Она ощутила какое-то непонятное чувство.
— Благодарю вас… — пролепетала она, — благодарю вас… Жаль, что я не могу выразить свои чувства более… красноречиво.
— Если вы хотите выразить свою благодарность, — молвил Хэвингэм, — для этого есть куда более легкий способ.
Не понимая, что он имеет в виду, Торилья удивленно посмотрела на него.
Выпустив руку девушки, Хэвингэм приподнял ее подбородок.
Она не могла ни шевельнуться, ни осознать, что с ней происходит, когда его руки легли ей на плечи, а губы прикоснулись к ее губам.
Торилье казалось, что она должна сопротивляться, должна бежать, но губы эти брали ее в плен, лишая ее способности двигаться.

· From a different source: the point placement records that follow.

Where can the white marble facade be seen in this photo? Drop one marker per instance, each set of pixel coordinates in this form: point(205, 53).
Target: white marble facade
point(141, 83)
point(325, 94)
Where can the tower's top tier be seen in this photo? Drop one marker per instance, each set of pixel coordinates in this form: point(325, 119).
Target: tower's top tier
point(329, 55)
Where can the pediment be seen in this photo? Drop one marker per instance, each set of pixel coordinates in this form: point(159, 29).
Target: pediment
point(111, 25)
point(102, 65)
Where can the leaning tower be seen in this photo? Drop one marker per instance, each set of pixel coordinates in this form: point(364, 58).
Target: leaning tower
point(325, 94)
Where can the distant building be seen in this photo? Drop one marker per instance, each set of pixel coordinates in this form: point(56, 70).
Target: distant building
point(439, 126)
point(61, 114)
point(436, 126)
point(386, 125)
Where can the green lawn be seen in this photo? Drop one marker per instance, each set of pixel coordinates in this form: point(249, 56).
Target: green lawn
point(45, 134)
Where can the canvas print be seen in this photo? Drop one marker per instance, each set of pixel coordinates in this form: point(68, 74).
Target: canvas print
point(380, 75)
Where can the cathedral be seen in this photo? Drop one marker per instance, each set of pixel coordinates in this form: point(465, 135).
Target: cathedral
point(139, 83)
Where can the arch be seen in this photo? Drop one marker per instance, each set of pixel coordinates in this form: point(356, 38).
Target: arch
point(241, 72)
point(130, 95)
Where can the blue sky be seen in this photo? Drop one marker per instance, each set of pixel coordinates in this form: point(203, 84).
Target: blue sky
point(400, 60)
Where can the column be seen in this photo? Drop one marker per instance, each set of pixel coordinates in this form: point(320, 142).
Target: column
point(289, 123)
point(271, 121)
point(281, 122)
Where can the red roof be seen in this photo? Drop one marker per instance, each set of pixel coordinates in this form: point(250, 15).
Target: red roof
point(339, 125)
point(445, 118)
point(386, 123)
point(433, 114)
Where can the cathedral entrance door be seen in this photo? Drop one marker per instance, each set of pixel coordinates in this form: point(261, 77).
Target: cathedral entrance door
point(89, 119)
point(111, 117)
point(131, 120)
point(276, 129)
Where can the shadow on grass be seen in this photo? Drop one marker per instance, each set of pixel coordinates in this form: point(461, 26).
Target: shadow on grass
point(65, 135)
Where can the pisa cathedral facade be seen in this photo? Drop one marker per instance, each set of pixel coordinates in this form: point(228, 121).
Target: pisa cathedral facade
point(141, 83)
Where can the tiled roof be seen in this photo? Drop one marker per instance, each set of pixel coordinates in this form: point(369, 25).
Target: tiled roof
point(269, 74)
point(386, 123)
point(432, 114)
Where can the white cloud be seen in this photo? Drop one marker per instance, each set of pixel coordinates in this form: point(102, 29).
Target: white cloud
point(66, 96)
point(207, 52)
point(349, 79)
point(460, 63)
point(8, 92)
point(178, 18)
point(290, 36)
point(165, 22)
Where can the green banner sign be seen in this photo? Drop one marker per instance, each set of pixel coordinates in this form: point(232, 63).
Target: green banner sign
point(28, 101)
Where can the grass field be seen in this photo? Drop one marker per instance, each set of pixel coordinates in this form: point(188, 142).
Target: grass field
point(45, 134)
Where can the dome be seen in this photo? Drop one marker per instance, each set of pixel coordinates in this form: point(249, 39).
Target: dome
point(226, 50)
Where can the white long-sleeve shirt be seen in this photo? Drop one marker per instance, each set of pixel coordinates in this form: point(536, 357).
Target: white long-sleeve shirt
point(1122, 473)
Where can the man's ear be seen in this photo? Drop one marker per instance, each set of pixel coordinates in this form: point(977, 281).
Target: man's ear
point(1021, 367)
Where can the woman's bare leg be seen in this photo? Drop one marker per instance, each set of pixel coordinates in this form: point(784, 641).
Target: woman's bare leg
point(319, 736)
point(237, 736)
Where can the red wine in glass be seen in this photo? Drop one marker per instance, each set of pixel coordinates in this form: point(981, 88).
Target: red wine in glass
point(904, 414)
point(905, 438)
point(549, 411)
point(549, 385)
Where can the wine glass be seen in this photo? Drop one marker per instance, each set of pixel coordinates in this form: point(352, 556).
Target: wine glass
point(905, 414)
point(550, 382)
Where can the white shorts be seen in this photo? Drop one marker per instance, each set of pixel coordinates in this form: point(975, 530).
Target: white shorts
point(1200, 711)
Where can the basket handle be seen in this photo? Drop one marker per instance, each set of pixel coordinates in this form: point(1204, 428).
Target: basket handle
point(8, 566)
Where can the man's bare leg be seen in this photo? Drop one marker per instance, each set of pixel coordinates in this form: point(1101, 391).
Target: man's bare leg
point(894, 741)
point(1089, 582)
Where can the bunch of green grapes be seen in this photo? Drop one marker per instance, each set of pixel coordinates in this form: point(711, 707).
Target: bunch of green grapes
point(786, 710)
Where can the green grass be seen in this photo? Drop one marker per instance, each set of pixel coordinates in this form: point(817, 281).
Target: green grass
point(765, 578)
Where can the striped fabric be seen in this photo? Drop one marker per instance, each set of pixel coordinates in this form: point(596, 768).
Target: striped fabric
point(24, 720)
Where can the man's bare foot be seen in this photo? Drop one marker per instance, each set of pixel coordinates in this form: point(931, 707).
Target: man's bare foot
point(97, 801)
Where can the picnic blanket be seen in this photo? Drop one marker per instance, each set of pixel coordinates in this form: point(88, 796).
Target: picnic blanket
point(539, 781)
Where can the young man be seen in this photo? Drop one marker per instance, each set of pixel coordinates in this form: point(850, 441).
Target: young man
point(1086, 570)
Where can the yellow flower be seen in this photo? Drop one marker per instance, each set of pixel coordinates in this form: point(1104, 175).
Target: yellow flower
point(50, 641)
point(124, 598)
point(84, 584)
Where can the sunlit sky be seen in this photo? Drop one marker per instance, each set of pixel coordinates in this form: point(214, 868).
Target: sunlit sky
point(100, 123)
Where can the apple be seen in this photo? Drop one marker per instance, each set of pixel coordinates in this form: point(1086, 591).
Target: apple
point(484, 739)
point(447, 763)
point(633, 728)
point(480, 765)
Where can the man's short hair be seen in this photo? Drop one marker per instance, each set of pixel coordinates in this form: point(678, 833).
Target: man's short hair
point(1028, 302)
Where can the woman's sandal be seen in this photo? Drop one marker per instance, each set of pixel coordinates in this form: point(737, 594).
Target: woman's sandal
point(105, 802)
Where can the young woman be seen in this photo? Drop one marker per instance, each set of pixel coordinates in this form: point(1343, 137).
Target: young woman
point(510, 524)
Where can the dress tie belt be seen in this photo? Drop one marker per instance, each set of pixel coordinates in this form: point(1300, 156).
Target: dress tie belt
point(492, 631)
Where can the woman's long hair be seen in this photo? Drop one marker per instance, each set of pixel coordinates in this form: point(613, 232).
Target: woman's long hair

Она ощутила в своем теле нечто живое, поднимавшееся из груди прямо к горлу.
Ощущение это было настолько чудесным и новым, что она утратила способность думать.
Чувство это все росло и заслонило собою все прочее. Все самое прекрасное, о чем она могла мечтать, казалось, сконцентрировалось в этом чувстве.
Маркиз прижимал ее к себе все крепче и не выпускал из объятий, а она и не пыталась вырваться из них.
И вдруг чудо поцелуя превратилось в восторг, пронзивший ее острой болью и радостью, нисходившей с самих Небес.
Долго ли она пробыла в его объятиях, долог ли был поцелуй, Торилья не помнила.
Она знала только, что, исторгнутая из телесной оболочки, пребывает там, где нет ничего общего с миром, в котором она жила и дышала…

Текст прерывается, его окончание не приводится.